Versagen der Sicherheitskräfte

Das peinliche Versagen der Sicherheitskräfte rief bereits den südafrikanischen Staatenbund SADC auf den Plan. Für Südafrika, Tansania oder Simbabwe wäre ein Scheitern des Projekts genauso katastrophal wie die Etablierung eines Islamistischen Emirats in ihrem Hinterhof. „Al-Schabab“ erklärte im vergangenen Jahr seine Loyalität zur Terrororganisation „Islamischer Staat“.

Noch scheuen die SADC-Mitglieder vor einer militärischen Intervention in Nordmosambik zurück. Die Regierung in Maputo habe noch keinen Zeitplan für einen derartigen Einsatz vorgelegt, heißt es aus Südafrika. In den Zeiten von Corona und der Kernschmelze seiner Wirtschaft steht in Südafrika keinem der Sinn nach Militäreinsätzen.
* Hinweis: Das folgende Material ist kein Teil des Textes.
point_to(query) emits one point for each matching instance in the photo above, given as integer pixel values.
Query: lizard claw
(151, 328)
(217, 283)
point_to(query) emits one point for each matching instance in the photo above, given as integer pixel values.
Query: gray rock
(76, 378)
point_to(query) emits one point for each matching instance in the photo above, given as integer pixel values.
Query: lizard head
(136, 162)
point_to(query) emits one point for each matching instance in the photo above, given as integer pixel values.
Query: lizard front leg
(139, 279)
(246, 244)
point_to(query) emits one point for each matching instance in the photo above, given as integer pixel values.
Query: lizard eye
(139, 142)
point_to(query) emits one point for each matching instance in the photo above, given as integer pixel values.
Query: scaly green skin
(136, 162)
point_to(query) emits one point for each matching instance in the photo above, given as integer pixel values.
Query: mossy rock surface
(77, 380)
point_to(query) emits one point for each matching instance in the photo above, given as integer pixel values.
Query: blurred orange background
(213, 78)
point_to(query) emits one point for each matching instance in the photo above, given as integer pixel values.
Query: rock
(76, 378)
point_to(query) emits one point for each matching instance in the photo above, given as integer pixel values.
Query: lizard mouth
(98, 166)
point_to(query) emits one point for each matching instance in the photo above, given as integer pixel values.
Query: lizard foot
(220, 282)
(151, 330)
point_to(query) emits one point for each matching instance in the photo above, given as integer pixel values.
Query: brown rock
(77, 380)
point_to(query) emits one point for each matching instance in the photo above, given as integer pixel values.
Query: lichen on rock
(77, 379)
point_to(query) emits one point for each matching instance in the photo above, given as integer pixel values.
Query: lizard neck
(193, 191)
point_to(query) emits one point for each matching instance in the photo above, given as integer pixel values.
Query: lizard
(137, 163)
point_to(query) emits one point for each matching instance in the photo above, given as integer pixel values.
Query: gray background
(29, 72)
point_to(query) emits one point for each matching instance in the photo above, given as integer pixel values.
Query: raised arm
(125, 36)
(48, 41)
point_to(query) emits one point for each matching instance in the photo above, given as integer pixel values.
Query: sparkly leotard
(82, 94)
Derweil leuchten bei ExxonMobil und Total die Warnlampen auf. Plötzlich sieht es so aus, als könnte das Projekt tatsächlich zum Erliegen kommen. Deshalb wollen sich die Multis an der Sicherung ihres Gasfeldes nun auch selbst beteiligen. Private internationale Sicherheitsgesellschaften, früher Söldner, genannt, hoffen bereits auf Geschäfte.